In the first example, the single components are finite alphabet vectors (e.g., binary components), which encode some discrete information. For instance, in genetics a binary vector of length n can encode whether or not a mutation (e.g., a SNP) is present at location i = 1,...,n in the genome. On the population level studying genetic variations is often highly complex, as various groups of mutations are present simultaneously. However, in many settings a population might be well approximated by a composition of a few dominant groups, for example, in heterogeneous cancer tumors with a few dominant clones. We demonstrate under which conditions the individual components can be recovered from data and provide computationally efficient algorithms which yield minimax optimal estimation rates.
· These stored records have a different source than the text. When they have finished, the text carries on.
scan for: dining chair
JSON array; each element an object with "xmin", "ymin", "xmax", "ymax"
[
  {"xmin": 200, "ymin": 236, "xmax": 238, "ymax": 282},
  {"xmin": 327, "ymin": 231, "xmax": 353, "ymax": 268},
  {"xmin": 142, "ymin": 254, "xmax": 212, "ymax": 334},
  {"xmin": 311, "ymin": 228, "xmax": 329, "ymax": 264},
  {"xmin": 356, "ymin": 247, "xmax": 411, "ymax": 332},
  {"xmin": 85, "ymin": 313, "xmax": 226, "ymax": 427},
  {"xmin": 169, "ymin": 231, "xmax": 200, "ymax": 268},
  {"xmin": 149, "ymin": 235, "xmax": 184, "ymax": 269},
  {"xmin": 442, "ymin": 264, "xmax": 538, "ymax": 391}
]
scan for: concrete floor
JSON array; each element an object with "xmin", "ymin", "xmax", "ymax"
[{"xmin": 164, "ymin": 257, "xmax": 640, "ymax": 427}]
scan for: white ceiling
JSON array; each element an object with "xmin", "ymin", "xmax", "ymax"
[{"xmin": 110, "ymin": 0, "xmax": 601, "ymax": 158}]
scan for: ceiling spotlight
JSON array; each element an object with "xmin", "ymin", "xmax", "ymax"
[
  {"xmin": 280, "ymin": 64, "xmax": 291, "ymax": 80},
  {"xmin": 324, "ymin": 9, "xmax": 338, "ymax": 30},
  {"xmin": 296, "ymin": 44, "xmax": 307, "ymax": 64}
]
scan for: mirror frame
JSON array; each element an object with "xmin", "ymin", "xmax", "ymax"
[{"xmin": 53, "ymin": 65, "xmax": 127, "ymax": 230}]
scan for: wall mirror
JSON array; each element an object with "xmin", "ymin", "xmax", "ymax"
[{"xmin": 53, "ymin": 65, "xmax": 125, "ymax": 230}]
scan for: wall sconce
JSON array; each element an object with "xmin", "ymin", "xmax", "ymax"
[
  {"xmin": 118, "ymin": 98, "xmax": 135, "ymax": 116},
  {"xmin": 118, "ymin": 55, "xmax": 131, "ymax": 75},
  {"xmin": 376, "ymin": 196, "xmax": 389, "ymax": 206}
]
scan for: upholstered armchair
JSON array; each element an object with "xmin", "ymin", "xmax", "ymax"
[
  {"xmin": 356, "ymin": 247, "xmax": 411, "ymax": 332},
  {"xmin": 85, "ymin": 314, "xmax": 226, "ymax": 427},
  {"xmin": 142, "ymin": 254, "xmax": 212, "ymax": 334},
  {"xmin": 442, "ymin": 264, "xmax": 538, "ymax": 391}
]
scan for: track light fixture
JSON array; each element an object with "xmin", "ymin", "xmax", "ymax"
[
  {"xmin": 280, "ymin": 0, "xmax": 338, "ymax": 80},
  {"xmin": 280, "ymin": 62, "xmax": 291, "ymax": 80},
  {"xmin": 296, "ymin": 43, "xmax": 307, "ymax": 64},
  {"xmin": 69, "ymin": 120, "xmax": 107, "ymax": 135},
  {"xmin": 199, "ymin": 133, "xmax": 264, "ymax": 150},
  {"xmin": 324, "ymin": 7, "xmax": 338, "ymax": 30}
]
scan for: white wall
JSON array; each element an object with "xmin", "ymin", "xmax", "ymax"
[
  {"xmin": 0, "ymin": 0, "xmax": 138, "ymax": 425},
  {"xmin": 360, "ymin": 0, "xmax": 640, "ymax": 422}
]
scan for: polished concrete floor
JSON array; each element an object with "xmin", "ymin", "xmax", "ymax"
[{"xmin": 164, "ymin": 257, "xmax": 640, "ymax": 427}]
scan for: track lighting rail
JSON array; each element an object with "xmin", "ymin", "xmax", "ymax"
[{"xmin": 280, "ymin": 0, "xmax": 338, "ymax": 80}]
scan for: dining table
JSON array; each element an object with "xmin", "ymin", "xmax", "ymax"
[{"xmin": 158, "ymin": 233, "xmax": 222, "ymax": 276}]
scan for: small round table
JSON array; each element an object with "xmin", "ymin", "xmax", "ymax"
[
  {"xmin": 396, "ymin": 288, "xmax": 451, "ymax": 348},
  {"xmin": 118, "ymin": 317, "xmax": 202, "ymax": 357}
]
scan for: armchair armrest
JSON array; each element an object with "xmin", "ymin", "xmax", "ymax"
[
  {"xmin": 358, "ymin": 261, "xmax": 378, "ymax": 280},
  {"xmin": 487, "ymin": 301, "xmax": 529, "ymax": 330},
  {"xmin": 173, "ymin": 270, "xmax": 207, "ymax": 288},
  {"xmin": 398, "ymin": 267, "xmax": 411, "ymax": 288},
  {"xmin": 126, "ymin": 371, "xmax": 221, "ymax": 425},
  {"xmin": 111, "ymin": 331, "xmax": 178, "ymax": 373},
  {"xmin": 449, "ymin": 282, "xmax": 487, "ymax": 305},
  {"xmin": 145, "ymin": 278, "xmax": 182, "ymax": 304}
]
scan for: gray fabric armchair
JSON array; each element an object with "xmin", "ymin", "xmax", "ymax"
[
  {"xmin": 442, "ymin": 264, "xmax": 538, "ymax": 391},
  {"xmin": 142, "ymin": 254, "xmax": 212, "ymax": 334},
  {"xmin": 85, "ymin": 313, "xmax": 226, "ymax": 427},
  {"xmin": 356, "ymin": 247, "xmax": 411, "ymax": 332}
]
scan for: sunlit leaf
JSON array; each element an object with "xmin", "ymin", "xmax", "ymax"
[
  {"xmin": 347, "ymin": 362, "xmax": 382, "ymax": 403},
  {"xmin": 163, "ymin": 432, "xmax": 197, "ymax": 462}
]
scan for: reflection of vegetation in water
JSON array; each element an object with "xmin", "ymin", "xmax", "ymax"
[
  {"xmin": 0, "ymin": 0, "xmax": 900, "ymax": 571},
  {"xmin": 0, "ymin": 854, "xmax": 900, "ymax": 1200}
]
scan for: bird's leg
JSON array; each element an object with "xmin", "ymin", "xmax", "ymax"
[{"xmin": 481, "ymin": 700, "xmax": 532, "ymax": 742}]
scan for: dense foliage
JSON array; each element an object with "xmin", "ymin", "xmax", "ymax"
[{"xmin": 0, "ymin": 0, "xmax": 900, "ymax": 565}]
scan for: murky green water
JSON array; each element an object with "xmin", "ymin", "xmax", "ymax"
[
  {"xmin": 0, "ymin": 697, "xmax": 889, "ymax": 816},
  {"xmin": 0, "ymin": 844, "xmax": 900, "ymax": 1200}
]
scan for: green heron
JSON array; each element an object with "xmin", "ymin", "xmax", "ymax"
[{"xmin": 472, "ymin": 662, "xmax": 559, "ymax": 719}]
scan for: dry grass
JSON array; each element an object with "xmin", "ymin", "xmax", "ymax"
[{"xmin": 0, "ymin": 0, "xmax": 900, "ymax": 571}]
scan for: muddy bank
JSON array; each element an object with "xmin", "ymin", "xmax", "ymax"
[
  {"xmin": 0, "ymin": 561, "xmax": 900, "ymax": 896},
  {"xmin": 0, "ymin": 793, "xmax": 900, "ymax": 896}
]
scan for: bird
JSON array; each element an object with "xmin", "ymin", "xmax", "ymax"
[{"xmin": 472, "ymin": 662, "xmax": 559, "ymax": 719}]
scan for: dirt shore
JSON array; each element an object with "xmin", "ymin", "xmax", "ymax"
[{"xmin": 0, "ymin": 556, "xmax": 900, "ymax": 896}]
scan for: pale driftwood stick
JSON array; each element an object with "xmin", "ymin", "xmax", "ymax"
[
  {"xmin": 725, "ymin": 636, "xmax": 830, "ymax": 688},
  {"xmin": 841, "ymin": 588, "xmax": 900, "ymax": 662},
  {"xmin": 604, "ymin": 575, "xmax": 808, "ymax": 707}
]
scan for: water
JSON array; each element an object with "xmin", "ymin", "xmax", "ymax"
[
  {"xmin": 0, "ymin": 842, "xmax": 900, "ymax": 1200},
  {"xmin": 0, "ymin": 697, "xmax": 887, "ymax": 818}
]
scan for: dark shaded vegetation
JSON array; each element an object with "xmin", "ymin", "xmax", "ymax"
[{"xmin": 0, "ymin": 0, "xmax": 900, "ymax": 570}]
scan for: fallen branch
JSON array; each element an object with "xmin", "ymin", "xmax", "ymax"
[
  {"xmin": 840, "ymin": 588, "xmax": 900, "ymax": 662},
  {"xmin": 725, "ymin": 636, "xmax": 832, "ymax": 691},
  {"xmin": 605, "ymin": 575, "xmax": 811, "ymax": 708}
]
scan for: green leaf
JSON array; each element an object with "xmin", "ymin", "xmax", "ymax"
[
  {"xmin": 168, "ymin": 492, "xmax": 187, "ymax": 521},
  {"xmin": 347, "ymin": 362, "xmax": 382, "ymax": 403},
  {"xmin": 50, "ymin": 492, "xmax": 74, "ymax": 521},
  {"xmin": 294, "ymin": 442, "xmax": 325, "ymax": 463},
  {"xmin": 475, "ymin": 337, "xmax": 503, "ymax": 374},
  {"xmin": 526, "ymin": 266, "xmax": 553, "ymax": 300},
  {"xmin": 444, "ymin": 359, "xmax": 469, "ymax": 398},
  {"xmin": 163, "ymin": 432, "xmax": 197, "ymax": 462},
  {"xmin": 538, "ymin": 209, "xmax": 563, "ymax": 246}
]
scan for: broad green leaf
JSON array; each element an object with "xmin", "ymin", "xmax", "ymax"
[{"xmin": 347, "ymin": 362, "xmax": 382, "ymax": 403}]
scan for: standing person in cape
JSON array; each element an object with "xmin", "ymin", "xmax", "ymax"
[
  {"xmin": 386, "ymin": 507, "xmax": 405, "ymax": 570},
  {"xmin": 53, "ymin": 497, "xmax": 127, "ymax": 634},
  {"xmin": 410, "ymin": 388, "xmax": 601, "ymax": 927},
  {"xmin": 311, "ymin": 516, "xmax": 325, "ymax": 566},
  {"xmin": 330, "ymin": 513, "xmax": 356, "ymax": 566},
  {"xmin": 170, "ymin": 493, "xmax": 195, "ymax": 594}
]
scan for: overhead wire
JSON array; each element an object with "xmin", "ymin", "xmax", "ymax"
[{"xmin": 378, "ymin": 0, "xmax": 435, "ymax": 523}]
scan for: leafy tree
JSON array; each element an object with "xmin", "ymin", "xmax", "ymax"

In the second example, the single components correspond to Boolean interaction terms. An example from genetics is so called epistasis, where several genes are associated in a non-linear way with some trait or phenotype of interest. In this context we consider the Random Forest (RF) algorithm. We demonstrate how the individual interaction components can be recovered consistently from their joint prevalence in a RF tree ensemble.
Biosketch Merle Behr
Merle Behr obtained her PhD in Mathematical Statistics in 2018 from the Georg-August-Universität Göttingen, Germany, under the supervision of Professor Axel Munk. During her PhD she studied Multiscale Change Point Methods and Finite Alphabet Blind Source Separation. Her PhD thesis was awarded with the Dissertationspreis Universität Göttingen, endowed with 10,000 Euro prize money. From 2018 to 2020 she was appointed as a Neyman Visiting Assistant Professor and DFG research fellow at the Statistics Department of the University of California Berkeley, USA. Since December 2020 she works as a scientific Expert at the Research and Development Devision of Bayer AG Pharmaceuticals. Her major research interests are concerned with statistical methods for discrete data, decision tree based methods, blind source separation, and segmentation problems, with applications in genetics, medicine, and natural science, more generally.